As for polarization, liberals give Trump too much credit. The country was already firmly divided. Vitriol and unrest are the manifestations of underlying economic and social trends, not the causes of deep societal fissures.

The more pertinent question is whether years of anger over declining wages, austerity policies, state violence, and social oppression will fuel movements and candidates pushing for equality and popular control, or nativism and repression.

There’s no doubt that Trump has an angry base that’s been left behind. On Super Tuesday, “Trump Country” — places where he won overwhelming majorities, sometimes approaching 70 percent — shared one characteristic: they were areas, often former industrial towns, with high levels of white unemployment.

For too long, the Left has been too disorganized to provide a real alternative to the policies that ravaged these communities.
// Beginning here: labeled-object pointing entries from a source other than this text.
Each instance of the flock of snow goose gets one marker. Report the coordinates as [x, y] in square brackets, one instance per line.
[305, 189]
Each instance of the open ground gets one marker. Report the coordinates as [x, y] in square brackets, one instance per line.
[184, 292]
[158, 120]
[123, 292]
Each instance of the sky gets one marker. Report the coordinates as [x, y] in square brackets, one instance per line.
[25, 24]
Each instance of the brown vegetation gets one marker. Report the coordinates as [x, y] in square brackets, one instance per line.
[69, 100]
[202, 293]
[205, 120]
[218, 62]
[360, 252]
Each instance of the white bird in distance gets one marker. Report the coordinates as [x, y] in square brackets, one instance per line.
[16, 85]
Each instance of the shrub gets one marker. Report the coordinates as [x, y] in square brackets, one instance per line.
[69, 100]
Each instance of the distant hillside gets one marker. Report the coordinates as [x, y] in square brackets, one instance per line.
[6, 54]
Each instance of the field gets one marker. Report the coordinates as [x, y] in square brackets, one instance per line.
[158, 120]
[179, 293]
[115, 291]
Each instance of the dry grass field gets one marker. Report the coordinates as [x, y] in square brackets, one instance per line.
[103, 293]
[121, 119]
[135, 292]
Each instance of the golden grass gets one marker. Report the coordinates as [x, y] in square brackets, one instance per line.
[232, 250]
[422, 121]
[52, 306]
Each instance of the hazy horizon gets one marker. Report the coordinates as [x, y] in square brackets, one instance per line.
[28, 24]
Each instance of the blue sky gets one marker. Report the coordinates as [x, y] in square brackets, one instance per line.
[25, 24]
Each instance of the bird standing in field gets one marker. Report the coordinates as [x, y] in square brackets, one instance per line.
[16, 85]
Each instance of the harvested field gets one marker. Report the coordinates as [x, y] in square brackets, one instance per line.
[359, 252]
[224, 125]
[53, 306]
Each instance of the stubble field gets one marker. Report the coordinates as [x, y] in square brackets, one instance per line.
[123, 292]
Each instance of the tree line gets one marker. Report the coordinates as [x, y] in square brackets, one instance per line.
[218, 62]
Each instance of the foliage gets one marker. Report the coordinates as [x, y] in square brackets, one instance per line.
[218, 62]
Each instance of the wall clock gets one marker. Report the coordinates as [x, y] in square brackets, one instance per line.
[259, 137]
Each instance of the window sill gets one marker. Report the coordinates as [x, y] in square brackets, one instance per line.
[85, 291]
But since 2011, we have seen cracks in the political and economic system that, while small, reveal a deep discontent with the status quo.

In this sense, the polarization driving the election is both beneficial and crystallizing. When thousands of people took to the streets of Chicago against Trump and hundreds shut down the rally from inside the pavilion, CNN informed viewers that “No one delights in this.”

Except, of course, the thousands of people across the country who were filled with joy, seeing that many people not only shared their distaste for Trump’s bigotry, but were willing to do something about it. In this election year — a referendum on neoliberal politics — we must take aim at Trump’s bigotry and the politicians in both parties who have enabled him at every turn.